S’il est vrai que j’ai été condamnée pour des appels téléphoniques malveillants qui  concernent le docteur Michel DUBEC dont j’étais la patiente, faits qui ont donné lieu à une audience dont votre journal s’est abstenu de rendre compte alors qu’elle était de nature à expliquer mon comportement, la décision à laquelle vous avez fait allusion n’a rien à voir avec ma critique de l’ouvrage du docteur Michel DUBEC, laquelle n’a donné lieu à aucune poursuite.

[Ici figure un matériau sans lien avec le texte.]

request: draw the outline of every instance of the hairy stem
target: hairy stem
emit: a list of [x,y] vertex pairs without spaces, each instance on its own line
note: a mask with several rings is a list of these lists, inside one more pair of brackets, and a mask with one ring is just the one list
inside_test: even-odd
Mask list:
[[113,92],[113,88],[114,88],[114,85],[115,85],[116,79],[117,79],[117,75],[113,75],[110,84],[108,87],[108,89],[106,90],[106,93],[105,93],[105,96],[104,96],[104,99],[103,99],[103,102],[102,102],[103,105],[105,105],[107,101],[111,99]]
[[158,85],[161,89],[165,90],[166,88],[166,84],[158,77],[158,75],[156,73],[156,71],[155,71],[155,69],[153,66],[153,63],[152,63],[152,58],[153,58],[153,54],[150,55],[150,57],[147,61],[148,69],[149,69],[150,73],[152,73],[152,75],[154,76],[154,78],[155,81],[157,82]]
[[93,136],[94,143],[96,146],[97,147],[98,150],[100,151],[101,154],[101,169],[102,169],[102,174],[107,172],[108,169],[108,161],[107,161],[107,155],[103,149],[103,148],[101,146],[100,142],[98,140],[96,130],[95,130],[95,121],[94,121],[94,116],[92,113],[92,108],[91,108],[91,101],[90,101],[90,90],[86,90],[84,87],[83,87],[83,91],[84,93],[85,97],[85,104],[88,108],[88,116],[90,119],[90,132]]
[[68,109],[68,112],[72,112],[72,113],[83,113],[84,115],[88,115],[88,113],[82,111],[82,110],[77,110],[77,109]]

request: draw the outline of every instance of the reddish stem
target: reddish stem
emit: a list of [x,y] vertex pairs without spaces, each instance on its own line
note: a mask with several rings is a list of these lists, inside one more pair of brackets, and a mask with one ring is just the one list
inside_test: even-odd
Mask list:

Contrairement à ce qui a été dit, je me suis contentée de reproduire sans les modifier des extraits d’un ouvrage public et d’attirer l’attention des personnes concernées par la lutte contre le viol sur le caractère surprenant de certaines expressions de la part d’un expert-psychiatre, lequel parlant de Guy Georges a écrit: "Si un homme est troprespectueux d’une femme, il ne ‘bande pas." ; "Oui, c’était possible de s’identifier à ce violeur qui baise des filles superbes contre leur gré." ; "Jusque-là on peut le comprendre, et même il nous fait presque rêver". Chacun peut d’ailleurs se reporter au contexte dont ces phrases sont extraites pour en apprécier la portée.

Je ne peux être tenue pour responsable des poursuites engagées à l’encontre du docteur Michel Dubec à raison de ces propos pour deux raisons. Je n’ai pas personnellement porté plainte et les propos incriminés ont un caractère public.

Je ne suis pas non plus responsable de la condamnation définitive du docteur Michel DUBEC pour injures à caractère racial."

Croyez, Monsieur, » &c.

 

Une affaire qui divise certaines militantes

Que ce soit par souci d’efficacité tactique ou par conviction, certaines associations féministes ou des sites ou des individualités se sont solidarisés avec Brigitte Brami. D’autres se sont abstenues, d’autres encore ont pris leurs distances mais aucune association féministe n’a pris ouvertement fait et cause pour Michel Dubec. S’en prendre à la liberté d’expression dans le cas d’un auteur du Seuil, d’une notabilité du monde de l’édition mais aussi d’autres cercles, c’est plus délicat que de s’opposer à une quelconque agence de publicité soupçonnée de sexisme. On peut le comprendre, l’admettre. De plus, les associations ont parfois d’autres urgences, d’autres priorités. Il faut le comprendre et admettre. Il en est sans doute autrement des associations de victimes. Soit les 12 plaintes diligentées à l’encontre de Michel Dubec sont des dénonciations « fantaisistes » comme il qualifie celles des associations féministes et des femmes et des hommes qui ont dénoncé la teneur de son livre, Le Plaisir de tuer, soit pas. Il appartient à chacun de s’informer et, au besoin, de se prononcer sereinement. Ou de ne rien faire, selon son bon plaisir, qui ne saurait être assimilé à celui de faire crier ou de tuer, ou de faire condamner hâtivement…

Épilogue… provisoire

Depuis cet épisode, le droit de reponse de Brigitte Brami a été publié par Le Figaro. Michel Dubec a comparu devant la chambre disciplinaire de premiere instance de l’Ordre des médecins, Stéphane Durand-Soufflant venant, de meme que le juge Thiel, déposer en tant que témoins de moralité pour Michel Dubec (mais aucun pigiste du Figaro n’était la pour faire état des dix plaintes visant Michel Dubec et estimées recevables). Brigitte Brami, sur nouvelle plainte pour harcelement de la part de Michel Dubec, pour des faits concomittants a ceux lui ayant valu la prmiere condamnation, s’est vue de nouveau, le 15 octobre 2009, condamnee a 15 mois de détention, et un mandat d’arret a été délivré.